Many of the dangers associated with rent strikes don’t apply during the crisis. Evictions have been temporarily halted in Indiana, so there is little risk of being thrown out right now. A wide base of support could potentially deter landlords from taking legal action after the moratorium is lifted. 

The first step to organizing is communication. Renters will need to contact their fellow tenants to discuss their situation and determine if a rent strike is the best course of action. Once collective demands are determined, the tenants should then contact the landlord.

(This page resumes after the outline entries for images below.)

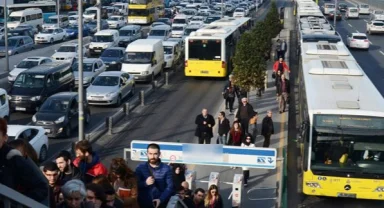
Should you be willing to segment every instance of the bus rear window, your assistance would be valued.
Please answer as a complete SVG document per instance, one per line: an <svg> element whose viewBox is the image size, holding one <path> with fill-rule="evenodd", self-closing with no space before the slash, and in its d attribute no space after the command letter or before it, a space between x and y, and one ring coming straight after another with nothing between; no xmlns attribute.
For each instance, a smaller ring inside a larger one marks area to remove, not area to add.
<svg viewBox="0 0 384 208"><path fill-rule="evenodd" d="M221 60L220 40L189 40L189 59Z"/></svg>

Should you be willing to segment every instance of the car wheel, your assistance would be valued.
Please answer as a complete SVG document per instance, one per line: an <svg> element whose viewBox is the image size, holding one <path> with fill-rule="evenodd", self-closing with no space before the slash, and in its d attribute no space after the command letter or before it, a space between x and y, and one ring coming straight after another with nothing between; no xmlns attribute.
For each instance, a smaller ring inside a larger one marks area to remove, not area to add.
<svg viewBox="0 0 384 208"><path fill-rule="evenodd" d="M43 145L40 149L40 153L39 153L39 161L40 162L43 162L47 159L47 155L48 155L48 150L47 150L47 147L45 145Z"/></svg>
<svg viewBox="0 0 384 208"><path fill-rule="evenodd" d="M70 124L68 124L66 127L65 127L65 137L66 138L70 138L72 135L72 127Z"/></svg>
<svg viewBox="0 0 384 208"><path fill-rule="evenodd" d="M119 95L119 97L117 97L115 106L119 107L120 105L121 105L121 95Z"/></svg>

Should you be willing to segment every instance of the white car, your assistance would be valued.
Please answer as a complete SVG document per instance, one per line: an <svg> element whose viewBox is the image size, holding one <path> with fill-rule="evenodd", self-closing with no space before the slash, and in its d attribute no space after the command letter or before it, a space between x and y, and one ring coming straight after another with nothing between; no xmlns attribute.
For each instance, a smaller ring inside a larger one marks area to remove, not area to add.
<svg viewBox="0 0 384 208"><path fill-rule="evenodd" d="M367 33L384 33L384 22L383 21L371 21L367 23Z"/></svg>
<svg viewBox="0 0 384 208"><path fill-rule="evenodd" d="M107 19L109 28L120 29L127 24L123 16L113 15Z"/></svg>
<svg viewBox="0 0 384 208"><path fill-rule="evenodd" d="M85 56L86 48L83 46L83 55ZM60 46L58 50L52 55L52 59L55 61L72 61L75 57L78 57L79 44L78 43L65 43Z"/></svg>
<svg viewBox="0 0 384 208"><path fill-rule="evenodd" d="M8 82L13 83L21 72L30 69L35 66L39 66L40 64L50 63L52 59L49 57L41 57L41 56L32 56L22 60L20 63L15 65L15 68L9 72Z"/></svg>
<svg viewBox="0 0 384 208"><path fill-rule="evenodd" d="M369 40L364 33L350 33L347 37L348 48L369 50Z"/></svg>
<svg viewBox="0 0 384 208"><path fill-rule="evenodd" d="M35 36L35 43L53 43L56 41L65 41L67 32L61 28L45 29Z"/></svg>
<svg viewBox="0 0 384 208"><path fill-rule="evenodd" d="M245 17L245 10L244 8L236 8L233 12L233 17Z"/></svg>
<svg viewBox="0 0 384 208"><path fill-rule="evenodd" d="M8 125L8 141L25 139L36 151L40 161L48 156L48 137L40 126Z"/></svg>
<svg viewBox="0 0 384 208"><path fill-rule="evenodd" d="M103 72L87 88L90 105L116 105L128 95L135 94L134 76L122 71Z"/></svg>

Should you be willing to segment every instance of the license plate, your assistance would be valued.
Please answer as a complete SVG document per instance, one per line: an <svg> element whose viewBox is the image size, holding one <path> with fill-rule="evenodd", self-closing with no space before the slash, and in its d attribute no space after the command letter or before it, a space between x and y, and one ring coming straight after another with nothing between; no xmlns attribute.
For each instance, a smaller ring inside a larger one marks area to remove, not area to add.
<svg viewBox="0 0 384 208"><path fill-rule="evenodd" d="M350 194L350 193L337 193L337 197L342 197L342 198L356 198L356 194Z"/></svg>

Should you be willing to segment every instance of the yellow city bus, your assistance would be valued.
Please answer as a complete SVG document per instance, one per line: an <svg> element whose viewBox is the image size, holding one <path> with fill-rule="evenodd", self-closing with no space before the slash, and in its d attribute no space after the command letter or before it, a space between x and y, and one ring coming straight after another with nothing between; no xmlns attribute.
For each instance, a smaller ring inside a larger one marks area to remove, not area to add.
<svg viewBox="0 0 384 208"><path fill-rule="evenodd" d="M236 43L250 18L223 18L192 32L185 40L185 76L226 77Z"/></svg>
<svg viewBox="0 0 384 208"><path fill-rule="evenodd" d="M128 5L128 23L150 24L156 21L160 17L161 10L159 10L159 7L162 4L163 3L159 0L131 1L131 3ZM162 8L164 10L164 7Z"/></svg>

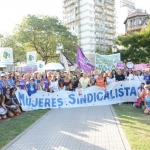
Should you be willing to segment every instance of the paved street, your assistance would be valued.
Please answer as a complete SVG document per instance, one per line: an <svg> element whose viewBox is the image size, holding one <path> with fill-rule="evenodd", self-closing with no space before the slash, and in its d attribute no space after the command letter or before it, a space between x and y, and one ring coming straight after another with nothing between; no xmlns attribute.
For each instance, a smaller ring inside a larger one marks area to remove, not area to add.
<svg viewBox="0 0 150 150"><path fill-rule="evenodd" d="M111 106L56 109L3 150L129 150Z"/></svg>

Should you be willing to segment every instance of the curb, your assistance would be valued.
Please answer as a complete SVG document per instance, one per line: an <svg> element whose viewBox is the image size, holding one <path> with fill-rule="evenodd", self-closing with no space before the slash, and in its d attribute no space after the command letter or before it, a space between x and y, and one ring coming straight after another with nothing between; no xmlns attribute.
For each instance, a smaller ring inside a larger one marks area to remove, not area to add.
<svg viewBox="0 0 150 150"><path fill-rule="evenodd" d="M49 110L46 114L44 114L40 119L38 119L37 121L35 121L35 123L33 123L31 126L29 126L27 129L25 129L22 133L20 133L17 137L15 137L12 141L10 141L7 145L5 145L2 149L0 150L6 150L7 148L9 148L15 141L17 141L20 137L22 137L26 132L28 132L30 129L32 129L37 123L39 123L44 117L46 117L51 111L53 111L52 109Z"/></svg>
<svg viewBox="0 0 150 150"><path fill-rule="evenodd" d="M123 141L123 144L124 144L125 149L126 149L126 150L131 150L131 147L130 147L130 145L129 145L129 142L128 142L128 140L127 140L127 138L126 138L126 136L125 136L125 134L124 134L124 132L123 132L123 129L122 129L122 127L121 127L121 124L120 124L120 121L119 121L119 119L118 119L118 116L117 116L117 114L116 114L116 112L115 112L115 110L114 110L114 108L113 108L112 105L110 106L110 109L111 109L112 114L113 114L113 116L114 116L114 119L115 119L115 121L116 121L116 125L117 125L117 128L118 128L118 130L119 130L119 133L120 133L120 136L121 136L121 139L122 139L122 141Z"/></svg>

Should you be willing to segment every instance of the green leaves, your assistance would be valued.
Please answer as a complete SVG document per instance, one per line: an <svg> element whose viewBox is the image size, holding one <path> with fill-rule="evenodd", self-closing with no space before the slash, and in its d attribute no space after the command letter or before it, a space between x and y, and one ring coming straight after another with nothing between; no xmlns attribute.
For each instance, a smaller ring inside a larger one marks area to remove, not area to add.
<svg viewBox="0 0 150 150"><path fill-rule="evenodd" d="M15 61L26 60L27 51L36 51L38 59L56 62L59 58L56 49L60 44L64 54L75 61L77 37L55 17L27 15L6 39L4 46L13 48Z"/></svg>
<svg viewBox="0 0 150 150"><path fill-rule="evenodd" d="M118 36L115 42L124 47L124 50L118 50L122 61L148 63L150 59L150 23L140 32Z"/></svg>

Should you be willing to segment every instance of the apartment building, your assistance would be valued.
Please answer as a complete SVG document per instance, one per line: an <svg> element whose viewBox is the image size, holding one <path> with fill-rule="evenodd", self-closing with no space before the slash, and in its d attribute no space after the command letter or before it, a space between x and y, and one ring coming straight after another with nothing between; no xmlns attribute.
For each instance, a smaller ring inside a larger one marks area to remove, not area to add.
<svg viewBox="0 0 150 150"><path fill-rule="evenodd" d="M133 0L115 0L116 7L116 36L125 34L124 21L128 15L134 13L135 3Z"/></svg>
<svg viewBox="0 0 150 150"><path fill-rule="evenodd" d="M78 44L94 64L96 48L103 53L116 34L114 0L64 0L63 23L77 35Z"/></svg>

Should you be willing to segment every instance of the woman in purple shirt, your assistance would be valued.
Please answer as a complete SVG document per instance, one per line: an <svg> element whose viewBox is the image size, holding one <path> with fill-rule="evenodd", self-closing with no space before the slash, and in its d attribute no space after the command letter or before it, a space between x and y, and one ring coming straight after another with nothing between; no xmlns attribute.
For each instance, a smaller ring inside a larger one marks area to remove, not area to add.
<svg viewBox="0 0 150 150"><path fill-rule="evenodd" d="M47 75L44 72L42 73L42 78L44 79L45 88L48 90L49 89L49 80L47 79Z"/></svg>

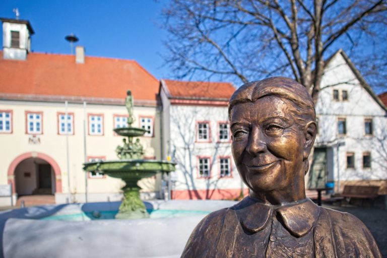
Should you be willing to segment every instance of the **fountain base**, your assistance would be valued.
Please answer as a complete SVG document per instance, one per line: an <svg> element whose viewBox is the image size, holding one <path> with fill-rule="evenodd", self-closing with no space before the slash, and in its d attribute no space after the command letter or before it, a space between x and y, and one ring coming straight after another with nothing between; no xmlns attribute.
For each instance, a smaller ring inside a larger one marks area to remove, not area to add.
<svg viewBox="0 0 387 258"><path fill-rule="evenodd" d="M124 186L123 199L115 218L118 219L147 219L149 214L141 199L139 186Z"/></svg>

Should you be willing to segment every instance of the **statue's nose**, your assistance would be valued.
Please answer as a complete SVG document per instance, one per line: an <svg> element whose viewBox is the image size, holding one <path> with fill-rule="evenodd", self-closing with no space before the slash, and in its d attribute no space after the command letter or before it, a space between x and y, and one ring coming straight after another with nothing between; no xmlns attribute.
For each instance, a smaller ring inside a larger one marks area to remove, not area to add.
<svg viewBox="0 0 387 258"><path fill-rule="evenodd" d="M265 136L259 128L254 127L250 134L246 150L251 155L264 153L267 150Z"/></svg>

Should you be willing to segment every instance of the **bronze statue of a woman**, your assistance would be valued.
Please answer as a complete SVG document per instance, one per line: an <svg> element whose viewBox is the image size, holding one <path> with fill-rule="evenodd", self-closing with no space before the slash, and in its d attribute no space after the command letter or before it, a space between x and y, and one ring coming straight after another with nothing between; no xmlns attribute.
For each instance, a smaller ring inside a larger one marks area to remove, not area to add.
<svg viewBox="0 0 387 258"><path fill-rule="evenodd" d="M182 257L381 257L358 219L305 196L315 118L305 88L288 78L235 92L229 103L232 155L250 194L205 217Z"/></svg>

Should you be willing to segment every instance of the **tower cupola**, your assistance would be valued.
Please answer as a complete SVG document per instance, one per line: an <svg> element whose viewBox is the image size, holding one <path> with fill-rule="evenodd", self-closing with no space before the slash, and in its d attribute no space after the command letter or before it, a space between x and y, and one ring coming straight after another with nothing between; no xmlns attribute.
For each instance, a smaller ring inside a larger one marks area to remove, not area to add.
<svg viewBox="0 0 387 258"><path fill-rule="evenodd" d="M3 22L3 58L26 60L31 51L34 30L30 22L19 19L0 18Z"/></svg>

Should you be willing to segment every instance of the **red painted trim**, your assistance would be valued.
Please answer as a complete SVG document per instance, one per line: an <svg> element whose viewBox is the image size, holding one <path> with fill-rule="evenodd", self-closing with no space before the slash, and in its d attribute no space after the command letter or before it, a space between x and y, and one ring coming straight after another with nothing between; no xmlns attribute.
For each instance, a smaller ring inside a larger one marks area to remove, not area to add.
<svg viewBox="0 0 387 258"><path fill-rule="evenodd" d="M187 105L195 106L225 106L228 105L228 101L222 100L203 100L196 99L176 99L170 100L171 105Z"/></svg>
<svg viewBox="0 0 387 258"><path fill-rule="evenodd" d="M208 124L208 140L199 140L199 124L200 123L207 123ZM196 122L196 141L195 141L196 143L211 143L212 142L212 137L211 137L211 124L210 122L210 121L197 121Z"/></svg>
<svg viewBox="0 0 387 258"><path fill-rule="evenodd" d="M141 127L141 118L152 118L152 136L144 135L143 137L155 137L155 117L152 115L139 115L139 127Z"/></svg>
<svg viewBox="0 0 387 258"><path fill-rule="evenodd" d="M15 184L15 170L16 166L24 160L30 158L37 158L45 160L48 162L52 167L55 174L55 192L62 192L62 174L60 172L60 168L58 163L54 159L48 155L40 153L39 152L27 152L21 154L16 158L11 163L8 168L8 172L7 173L8 178L8 183L12 185L12 191L14 194L16 192Z"/></svg>
<svg viewBox="0 0 387 258"><path fill-rule="evenodd" d="M102 134L101 135L91 135L90 134L90 116L91 115L99 115L102 117ZM96 114L94 113L87 113L87 135L90 136L103 136L105 135L105 117L103 114Z"/></svg>
<svg viewBox="0 0 387 258"><path fill-rule="evenodd" d="M28 133L28 114L40 114L40 116L42 117L42 124L40 125L40 127L42 128L41 132L40 134L31 134ZM30 111L30 110L26 110L24 111L24 115L25 116L25 124L26 124L26 135L43 135L43 111Z"/></svg>
<svg viewBox="0 0 387 258"><path fill-rule="evenodd" d="M66 134L60 134L59 130L59 116L60 115L66 115L66 112L56 112L56 125L57 125L57 130L56 133L58 135L66 135ZM73 133L69 134L69 135L74 135L75 134L75 115L74 112L68 112L68 115L71 115L73 116ZM66 126L66 125L65 125Z"/></svg>
<svg viewBox="0 0 387 258"><path fill-rule="evenodd" d="M248 195L249 189L243 188L243 196ZM171 197L174 200L229 200L239 198L240 188L208 189L200 190L172 190Z"/></svg>
<svg viewBox="0 0 387 258"><path fill-rule="evenodd" d="M121 117L121 116L124 116L125 117L128 117L129 115L126 114L126 115L124 114L113 114L113 128L115 129L115 118L117 117ZM113 131L113 136L119 136L120 137L122 137L120 135L118 135L117 134L115 133L115 132Z"/></svg>
<svg viewBox="0 0 387 258"><path fill-rule="evenodd" d="M210 160L210 163L208 164L209 167L210 168L210 174L208 176L200 176L200 172L199 171L199 159L209 159ZM211 161L211 157L209 156L196 156L196 170L197 170L197 176L196 178L198 179L209 179L211 178L212 175L212 166L211 166L211 164L212 164L212 161Z"/></svg>
<svg viewBox="0 0 387 258"><path fill-rule="evenodd" d="M219 134L219 129L220 129L221 124L227 124L228 125L228 140L224 140L220 139L220 134ZM228 143L231 142L231 131L230 130L230 123L228 121L218 121L217 123L217 138L218 143Z"/></svg>
<svg viewBox="0 0 387 258"><path fill-rule="evenodd" d="M228 159L230 160L230 175L227 176L220 176L220 159ZM218 168L219 174L218 175L218 178L232 178L232 159L231 156L218 156Z"/></svg>
<svg viewBox="0 0 387 258"><path fill-rule="evenodd" d="M12 109L0 110L0 112L11 113L11 132L0 132L0 134L12 134L14 132L14 111Z"/></svg>
<svg viewBox="0 0 387 258"><path fill-rule="evenodd" d="M87 156L88 161L90 161L90 160L91 159L100 159L105 160L106 159L106 156ZM102 175L102 177L93 177L91 175L91 172L88 172L87 178L90 179L102 179L103 178L106 178L106 175L105 175L105 174L103 174Z"/></svg>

Any requests brought to a landlord will have much more force when brought by a collective rather than an individual.

The Hunter Properties organizers devised a list of demands that include among other things, waiving the rent for students, hourly workers and any others who can not afford to pay rent during the crisis, committing to halt evictions for nonpayment for the year and opening vacant units to those who have lost housing during the emergency.

This is a model that would be an excellent place to start for potential organizers around town. Bloomington organizers have created a sample petition for anyone to customize and distribute.

Contact your fellow tenants, figure out what your specific needs are and adapt. You shouldn’t be forced to choose between buying the things you need and throwing money at property owners. Taking things into our own hands is our best bet to make it through the crisis. When our leaders abandon us, the only people who can take care of us is us. The networks we build during crises will persist beyond and lay the groundwork for a better, more humane future.